Tutto in un tempo brevissimo e alla portata d'un bambino... Il presidente
dell'Unione ha visto aprirsi un nuovo orizzonte, è ai sette cieli
dell'entusiasmo...
- Ma questo bambino, - chiese Marcovaldo con un filo di voce, - ha distrutto
veramente molta roba?
- Fare un calcolo, sia pur approssimativo, è difficile, dato che
la casa è incendiata...
Marcovaldo tornò nella via illuminata come fosse notte, affollata
di mamme e bambini e zii e nonni e pacchi e palloni e cavalli a dondolo
e alberi di Natale e Babbi Natale e polli e tacchini e panettoni e bottiglie
e zampognari e spazzacamini e venditrici di caldarroste che facevano saltare
padellate di castagne sul tondo fornello nero ardente.

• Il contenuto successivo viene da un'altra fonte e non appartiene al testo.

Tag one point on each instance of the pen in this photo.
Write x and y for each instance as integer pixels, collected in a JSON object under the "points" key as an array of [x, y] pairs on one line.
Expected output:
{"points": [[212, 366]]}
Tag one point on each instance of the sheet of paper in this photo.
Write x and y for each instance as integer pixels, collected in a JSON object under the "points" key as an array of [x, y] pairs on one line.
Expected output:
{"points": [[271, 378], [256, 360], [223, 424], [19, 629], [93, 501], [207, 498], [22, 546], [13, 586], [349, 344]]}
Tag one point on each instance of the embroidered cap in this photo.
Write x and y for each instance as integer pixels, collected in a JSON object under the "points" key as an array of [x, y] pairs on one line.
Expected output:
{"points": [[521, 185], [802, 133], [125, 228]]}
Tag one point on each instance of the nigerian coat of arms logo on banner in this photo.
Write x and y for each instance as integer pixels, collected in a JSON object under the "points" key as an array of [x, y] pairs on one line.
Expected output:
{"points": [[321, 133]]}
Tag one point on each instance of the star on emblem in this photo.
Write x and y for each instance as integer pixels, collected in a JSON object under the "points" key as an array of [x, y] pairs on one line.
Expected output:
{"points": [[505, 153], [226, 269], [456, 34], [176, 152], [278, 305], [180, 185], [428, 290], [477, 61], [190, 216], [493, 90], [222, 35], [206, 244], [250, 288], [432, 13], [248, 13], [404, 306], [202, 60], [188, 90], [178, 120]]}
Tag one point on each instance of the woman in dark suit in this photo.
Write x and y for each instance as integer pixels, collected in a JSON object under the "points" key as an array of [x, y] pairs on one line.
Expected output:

E la città sembrava più piccola, raccolta in un'ampolla
luminosa, sepolta nel cuore buio d'un bosco, tra i tronchi centenari dei
castagni e un infinito manto di neve. Da qualche parte del buio s'udiva
l'ululo del lupo; i leprotti avevano una tana sepolta nella neve, nella
calda terra rossa sotto uno strato di ricci di castagna.
Usci un leprotto, bianco, sulla neve, mosse le orecchie, corse sotto la
luna, ma era bianco e non lo si vedeva, come se non ci fosse. Solo le
zampette lasciavano un'impronta leggera sulla neve, come foglioline di
trifoglio. Neanche il lupo si vedeva, perché era nero e stava nel
buio nero del bosco. Solo se apriva la bocca, si vedevano i denti bianchi
e aguzzi.
C'era una linea in cui finiva il bosco tutto nero e cominciava la neve
tutta bianca. Il leprotto correva di qua ed il lupo di là.
Il lupo vedeva sulla neve le impronte del leprotto e le inseguiva, ma
tenendosi sempre sul nero, per non essere visto. Nel punto in cui le impronte
si fermavano doveva esserci il leprotto, e il lupo usci dal nero, spalancò
la gola rossa e i denti aguzzi, e morse il vento.
Il leprotto era poco più in là, invisibile; si strofinò
un orecchio con una zampa, e scappò saltando.
È qua? È là? no, è un po' più in là?
Si vedeva solo la distesa di neve bianca come questa pagina.